De weerslag op de overheidsfinanciën is negatief: het vorderingenoverschot van de gezamenlijke overheid valt, vergeleken met de basissimulatie, het eerste jaar met ongeveer 0,3 % van het bbp terug en het tweede jaar met 0,5 %. Die daling is te verklaren zowel door een forse stijging van de lopende uitgaven als, op korte termijn, door een vermindering van de ontvangsten (op middellange termijn herstellen die zich enigszins). De stijging van de primaire uitgaven hangt samen met de versnelling van de inflatie (die het overheidsverbruik en de overdrachten doet toenemen) en met de toename van de werkloosheid. Bovendien treedt een stijging van de rentelasten op als gevolg van de stijging van de rentevoeten en de verslechtering van het primaire saldo. De directe belastingontvangsten dalen zowel op korte als op middellange termijn als gevolg van de daling van de inkomens en de bedrijfswinsten. De indirecte ontvangsten lopen enkel de eerste twee jaar terug. Opvallend is dat de daling van de ontvangsten uit accijnzen, gevolg van de lagere vraag naar energieproducten, aanvankelijk de toename van de btw-ontvangsten op diezelfde producten min of meer compenseert. Op middellange termijn gaan de indirecte taksen er licht op vooruit (het effect van de prijsstijging overtreft dan de inkomenseffecten). Ten slotte profiteren de ontvangsten uit sociale bijdragen van de toename van de nominale belastbare basis (die samenhangt met de versnelling van de inflatie).

Globale weerslag

De globale weerslag op de economische groei is beperkt. Wel stellen we een daling vast van de binnenlandse component van de groei, ten voordele van de buitenlandse component. De werkgelegenheidsintensiteit van de groei neemt toe als gevolg van de lagere productiviteitswinst.

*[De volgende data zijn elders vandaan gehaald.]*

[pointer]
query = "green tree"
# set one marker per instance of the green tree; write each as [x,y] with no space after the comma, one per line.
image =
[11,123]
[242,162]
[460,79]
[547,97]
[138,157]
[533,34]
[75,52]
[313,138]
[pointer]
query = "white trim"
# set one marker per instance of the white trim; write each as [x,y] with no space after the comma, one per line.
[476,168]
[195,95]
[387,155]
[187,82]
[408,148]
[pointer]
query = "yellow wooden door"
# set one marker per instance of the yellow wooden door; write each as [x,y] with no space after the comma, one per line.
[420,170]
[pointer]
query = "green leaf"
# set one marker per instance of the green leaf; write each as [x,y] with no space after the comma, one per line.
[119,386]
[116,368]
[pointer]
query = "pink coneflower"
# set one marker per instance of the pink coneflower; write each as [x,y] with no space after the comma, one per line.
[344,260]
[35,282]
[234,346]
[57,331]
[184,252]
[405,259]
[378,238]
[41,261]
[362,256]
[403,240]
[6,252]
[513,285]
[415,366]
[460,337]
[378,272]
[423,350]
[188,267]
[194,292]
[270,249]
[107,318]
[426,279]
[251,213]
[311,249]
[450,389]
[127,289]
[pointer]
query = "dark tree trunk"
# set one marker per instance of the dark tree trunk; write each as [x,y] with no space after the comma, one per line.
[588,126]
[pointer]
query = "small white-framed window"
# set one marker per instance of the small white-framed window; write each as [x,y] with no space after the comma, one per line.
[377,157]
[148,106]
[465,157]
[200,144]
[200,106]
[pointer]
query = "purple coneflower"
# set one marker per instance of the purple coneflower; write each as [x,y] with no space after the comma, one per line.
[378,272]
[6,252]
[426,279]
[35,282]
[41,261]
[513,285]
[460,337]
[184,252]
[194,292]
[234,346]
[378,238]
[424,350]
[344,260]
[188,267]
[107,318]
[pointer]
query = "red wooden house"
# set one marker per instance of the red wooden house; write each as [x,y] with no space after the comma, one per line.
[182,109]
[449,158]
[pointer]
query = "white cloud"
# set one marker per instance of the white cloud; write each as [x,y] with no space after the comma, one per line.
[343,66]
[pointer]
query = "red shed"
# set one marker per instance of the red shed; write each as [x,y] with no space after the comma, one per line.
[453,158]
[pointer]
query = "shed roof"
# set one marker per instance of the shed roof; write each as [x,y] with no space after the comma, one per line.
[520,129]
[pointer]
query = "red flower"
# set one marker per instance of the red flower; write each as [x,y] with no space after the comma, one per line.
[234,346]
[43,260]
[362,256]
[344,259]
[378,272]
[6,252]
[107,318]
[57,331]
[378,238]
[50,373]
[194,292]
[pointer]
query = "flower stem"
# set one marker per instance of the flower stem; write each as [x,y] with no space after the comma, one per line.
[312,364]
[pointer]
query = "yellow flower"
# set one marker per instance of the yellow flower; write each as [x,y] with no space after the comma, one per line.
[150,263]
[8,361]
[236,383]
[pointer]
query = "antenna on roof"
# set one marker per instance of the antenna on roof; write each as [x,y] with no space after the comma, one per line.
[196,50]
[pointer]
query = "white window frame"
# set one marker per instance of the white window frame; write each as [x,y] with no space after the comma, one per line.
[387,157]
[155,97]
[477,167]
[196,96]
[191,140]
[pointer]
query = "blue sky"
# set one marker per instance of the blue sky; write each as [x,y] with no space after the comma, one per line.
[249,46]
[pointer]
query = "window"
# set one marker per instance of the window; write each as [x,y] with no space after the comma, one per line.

Het vorderingenoverschot van de gezamenlijke overheid ligt de eerste twee jaar ongeveer 0,3 % van het bbp onder het niveau van de basissimulatie.

Tabel 2: Macro-economische effecten van de dollarappreciatie en de duurdere ruwe olie (verschil t.o.v. de basissimulatie, tenzij anders vermeld)


Weerslag van de externe schok sedert juli

De appreciatie van de dollar en de prijsstijging van de ruwe olie waren reeds gedeeltelijk een feit bij de uitwerking van de “Economische Vooruitzichten 2001” (of “Economisch Begroting” van juli 2000), die aan de regering werden voorgelegd om als basis te dienen voor de voorbereiding van de begroting voor 2001. Derhalve is de weerslag van de schok die de Belgische economie trof op die vooruitzichten kleiner (zie tabel 3 in PDF-document).

Tabel 3: Macro-economische effecten van de dollarappreciatie en de duurdere ruwe olie sinds de economische begroting van juli 2000 (verschil t.o.v. de basissimulatie, tenzij anders vermeld)


De effecten van de depreciatie van de euro en van de hogere olieprijzen op de groei van het bbp neutraliseren elkaar. Wat de inflatie betreft, spelen beide effecten daarentegen in dezelfde richting. Het vorderingensaldo van de overheid verslechtert met ongeveer 8 miljard in 2000 en 12 miljard in 2001.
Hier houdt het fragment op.